Iterate over the artifact paths in the tracking directory.

source iter_artifacts_dirs(tracking_dir: str | Path, experiment_names: str | list[str] | Callable[[str], bool] | None = None)Iterator[Path]

Iterate over the artifacts directories in the tracking directory.

source iter_experiment_dirs(tracking_dir: str | Path, experiment_names: str | list[str] | Callable[[str], bool] | None = None)Iterator[Path]

Iterate over the experiment directories in the tracking directory.

source iter_run_dirs(tracking_dir: str | Path, experiment_names: str | list[str] | Callable[[str], bool] | None = None)Iterator[Path]

Iterate over the run directories in the tracking directory.

source log_run(run: Run)Iterator[None]

Log the parameters from the given configuration instance.

This context manager logs the parameters from the provided configuration instance using MLflow. It also manages the MLflow run context, ensuring that artifacts are logged and the run is properly closed.

Parameters

  • run : Run The run instance.

Yields

  • None None

source main(node: T | type[T], config_name: str = 'config', *, chdir: bool = False, force_new_run: bool = False, match_overrides: bool = False, rerun_finished: bool = False)

Decorator for configuring and running MLflow experiments with Hydra.

This decorator combines Hydra configuration management with MLflow experiment tracking. It automatically handles run deduplication and configuration storage.

Parameters

  • node : T | type[T] Configuration node class or instance defining the structure of the configuration.

  • config_name : str Name of the configuration.
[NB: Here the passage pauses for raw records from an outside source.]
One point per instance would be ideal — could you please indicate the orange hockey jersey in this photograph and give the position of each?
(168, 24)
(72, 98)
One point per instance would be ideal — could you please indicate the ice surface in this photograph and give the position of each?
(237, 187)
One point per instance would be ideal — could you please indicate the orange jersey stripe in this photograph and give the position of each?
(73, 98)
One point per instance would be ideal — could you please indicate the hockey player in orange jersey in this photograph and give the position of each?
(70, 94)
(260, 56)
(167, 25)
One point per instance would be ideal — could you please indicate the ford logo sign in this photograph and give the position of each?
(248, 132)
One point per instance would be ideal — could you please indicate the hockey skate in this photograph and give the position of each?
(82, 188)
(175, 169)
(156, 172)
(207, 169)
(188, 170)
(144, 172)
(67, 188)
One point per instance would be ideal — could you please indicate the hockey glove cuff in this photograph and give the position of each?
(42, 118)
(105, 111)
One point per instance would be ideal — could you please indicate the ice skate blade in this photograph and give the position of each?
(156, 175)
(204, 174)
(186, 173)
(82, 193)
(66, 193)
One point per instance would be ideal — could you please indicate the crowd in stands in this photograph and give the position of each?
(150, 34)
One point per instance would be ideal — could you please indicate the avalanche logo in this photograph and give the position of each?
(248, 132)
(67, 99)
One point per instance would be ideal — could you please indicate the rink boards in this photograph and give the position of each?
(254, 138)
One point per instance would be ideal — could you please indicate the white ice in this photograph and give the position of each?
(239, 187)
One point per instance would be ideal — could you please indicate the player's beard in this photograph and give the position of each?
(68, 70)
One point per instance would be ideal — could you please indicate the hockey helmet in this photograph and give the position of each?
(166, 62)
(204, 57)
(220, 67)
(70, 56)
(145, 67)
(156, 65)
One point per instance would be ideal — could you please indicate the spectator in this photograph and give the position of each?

Defaults to "config".

  • chdir : bool If True, changes working directory to the artifact directory of the run. Defaults to False.

  • force_new_run : bool If True, always creates a new MLflow run instead of reusing existing ones. Defaults to False.

  • match_overrides : bool If True, matches runs based on Hydra CLI overrides instead of full config. Defaults to False.

  • rerun_finished : bool If True, allows rerunning completed runs. Defaults to False.

source start_run(*, chdir: bool = False, run_id: str | None = None, experiment_id: str | None = None, run_name: str | None = None, nested: bool = False, parent_run_id: str | None = None, tags: dict[str, str] | None = None, description: str | None = None, log_system_metrics: bool | None = None)Iterator[Run]

Start an MLflow run and log parameters using the provided configuration instance.

This context manager starts an MLflow run and logs parameters using the specified configuration instance. It ensures that the run is properly closed after completion.

Parameters

  • config : object The configuration instance to log parameters from.

  • chdir : bool Whether to change the current working directory to the artifact directory of the current run. Defaults to False.

  • run_id : str | None The existing run ID. Defaults to None.

  • experiment_id : str | None The experiment ID. Defaults to None.

  • run_name : str | None The name of the run. Defaults to None.

  • nested : bool Whether to allow nested runs. Defaults to False.

  • parent_run_id : str | None The parent run ID. Defaults to None.

  • tags : dict[str, str] | None Tags to associate with the run. Defaults to None.

  • description : str | None A description of the run. Defaults to None.

  • log_system_metrics : bool | None Whether to log system metrics. Defaults to None.

  • synchronous : bool | None Whether to log parameters synchronously. Defaults to None.

Yields

  • Run An MLflow Run instance representing the started run.